The results have been dramatic, of course. So far, 73% of hospitals and 48.5% of officebased physicians and “other professionals” have purchased, installed or upgraded to certified EHR systems and received initial— and their largest—payments under the programs. “The incentive payments were frontloaded,” said Arun Mathews, chief medical information officer at Medical Center Health System in Odessa, Texas. “The Stage 1 money is going to be the biggest checks anyone is going to get.”
“EHRs have peaked,” agreed Nancy Fabozzi, the principal healthcare analyst at Frost & Sullivan, but it doesn’t follow that overall healthcare IT sales will be dragged down. “There are thousands of companies selling thousands of products—hardware, software and services … (with) no really solid, definitive number for this (entire) market. The pricing is very opaque. It’s still very secretive. Vendors won’t tell you. Providers won’t tell you. … If somebody put a gun to my head, I’d say 6% per year (growth) for everything,” she said.
BCC Research is significantly more optimistic. Not only does the firm see spending on EHRs continuing to grow, but also spending on hardware, chiefly for telemedicine, will rise, too (See chart, p. 6).

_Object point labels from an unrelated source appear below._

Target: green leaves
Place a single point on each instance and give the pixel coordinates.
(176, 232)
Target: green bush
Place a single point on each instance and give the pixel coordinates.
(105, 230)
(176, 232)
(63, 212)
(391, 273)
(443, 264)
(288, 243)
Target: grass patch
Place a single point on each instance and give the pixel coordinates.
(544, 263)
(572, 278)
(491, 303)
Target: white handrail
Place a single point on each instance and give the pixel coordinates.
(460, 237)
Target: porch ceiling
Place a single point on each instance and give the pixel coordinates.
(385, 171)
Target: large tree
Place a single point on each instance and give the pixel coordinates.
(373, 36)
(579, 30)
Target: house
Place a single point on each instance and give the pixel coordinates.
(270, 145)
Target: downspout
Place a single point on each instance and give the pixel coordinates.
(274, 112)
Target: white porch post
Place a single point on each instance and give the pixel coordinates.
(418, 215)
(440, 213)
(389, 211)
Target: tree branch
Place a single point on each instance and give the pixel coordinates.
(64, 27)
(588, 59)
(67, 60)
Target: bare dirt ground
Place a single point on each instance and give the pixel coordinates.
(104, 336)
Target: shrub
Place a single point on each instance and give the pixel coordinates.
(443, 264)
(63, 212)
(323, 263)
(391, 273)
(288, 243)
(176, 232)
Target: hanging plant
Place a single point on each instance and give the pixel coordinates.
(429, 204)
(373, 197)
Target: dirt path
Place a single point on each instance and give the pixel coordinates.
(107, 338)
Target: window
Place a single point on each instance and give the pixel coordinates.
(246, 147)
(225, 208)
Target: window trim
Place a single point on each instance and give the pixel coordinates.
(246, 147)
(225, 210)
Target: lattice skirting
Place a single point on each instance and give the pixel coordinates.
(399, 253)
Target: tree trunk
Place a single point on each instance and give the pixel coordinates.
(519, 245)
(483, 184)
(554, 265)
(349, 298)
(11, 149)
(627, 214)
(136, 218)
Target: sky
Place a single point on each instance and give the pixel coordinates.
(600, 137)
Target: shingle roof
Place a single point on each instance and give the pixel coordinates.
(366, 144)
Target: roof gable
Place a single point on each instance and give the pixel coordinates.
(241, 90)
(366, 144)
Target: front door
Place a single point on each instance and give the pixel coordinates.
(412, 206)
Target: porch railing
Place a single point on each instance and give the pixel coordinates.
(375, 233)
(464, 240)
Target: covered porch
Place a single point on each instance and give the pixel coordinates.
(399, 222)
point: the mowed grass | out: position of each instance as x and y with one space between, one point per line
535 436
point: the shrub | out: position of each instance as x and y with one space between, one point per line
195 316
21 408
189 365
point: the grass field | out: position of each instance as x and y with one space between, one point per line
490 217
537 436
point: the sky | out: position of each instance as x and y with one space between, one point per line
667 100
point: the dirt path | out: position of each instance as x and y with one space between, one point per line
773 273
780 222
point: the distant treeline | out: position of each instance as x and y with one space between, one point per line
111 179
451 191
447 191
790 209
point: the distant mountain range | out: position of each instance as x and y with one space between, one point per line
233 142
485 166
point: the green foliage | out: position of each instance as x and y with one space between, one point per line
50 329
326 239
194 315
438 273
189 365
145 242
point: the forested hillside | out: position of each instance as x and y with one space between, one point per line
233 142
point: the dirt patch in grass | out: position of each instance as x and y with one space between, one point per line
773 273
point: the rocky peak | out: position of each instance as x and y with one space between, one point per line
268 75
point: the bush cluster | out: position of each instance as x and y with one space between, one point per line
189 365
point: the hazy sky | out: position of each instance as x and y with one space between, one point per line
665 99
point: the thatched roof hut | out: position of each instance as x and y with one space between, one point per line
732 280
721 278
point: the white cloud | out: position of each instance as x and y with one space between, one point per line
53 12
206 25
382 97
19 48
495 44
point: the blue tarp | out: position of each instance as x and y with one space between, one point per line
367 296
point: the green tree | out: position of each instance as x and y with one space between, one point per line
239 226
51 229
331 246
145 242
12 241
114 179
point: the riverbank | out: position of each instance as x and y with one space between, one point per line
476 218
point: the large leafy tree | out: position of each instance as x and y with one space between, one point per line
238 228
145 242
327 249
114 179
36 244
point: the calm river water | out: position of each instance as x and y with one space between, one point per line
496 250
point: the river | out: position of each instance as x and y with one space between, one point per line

One factor that could put a damper on the boom is a shortage of capital at provider organizations, which will continue to be under pressure from payers in the public and private sectors to cut costs. “What’s a counterweight to all this is decreasing reimbursement and hospitals and healthcare systems operating on thinner margins,” said Mitch Morris, vice chairman of Deloitte and national sector leader of the healthcare provider practice at the global consulting firm. Two years ago, Morris said, HIMSS Analytics, the data analysis arm of the Chicago-based Healthcare Information and Management Systems Society, surveyed chief information officers about their health IT priorities. “Seventy-one percent said they were going to do a major upgrade on their patient accounting system. Two years later, almost no one has replaced their patient accounting system. So, there’s a disconnect between what the CIOs want and plan for and what CFOs are going to write a check for,” he said.
But that doesn’t appear to be the problem at PIH Health in California, where Lee has watched the hospital computerization revolution unfold from the beginning. In 2006, the hospital began installing an EHR that eventually computerized physician-order entry, integrated the pharmacy system and included nursing and physician documentation.
After the hospital met the government’s Stage 1 meaningful-use criteria and was paid under the Medicare portion of the federal EHR incentive program, it moved on to expanding the system to all of its affiliated physicians’ offices. Expansion to its last 15 physician offices, which have a total of 80 providers, will be completed next year. And now, as it plans for new systems such as bar-code medication administration and data warehousing, PIH has set a loftier goal: achieving Stage 7, the highest level of the health IT certification process developed by HIMSS Analytics.
Only an elite 109 hospitals in the U.S. have achieved Stage 7, according to the HIMSS Analytics website.
For Lee, attaining Stage 7 “would further show our commitment of leveraging technology to improve quality of care and patient safety across our integrated delivery system.”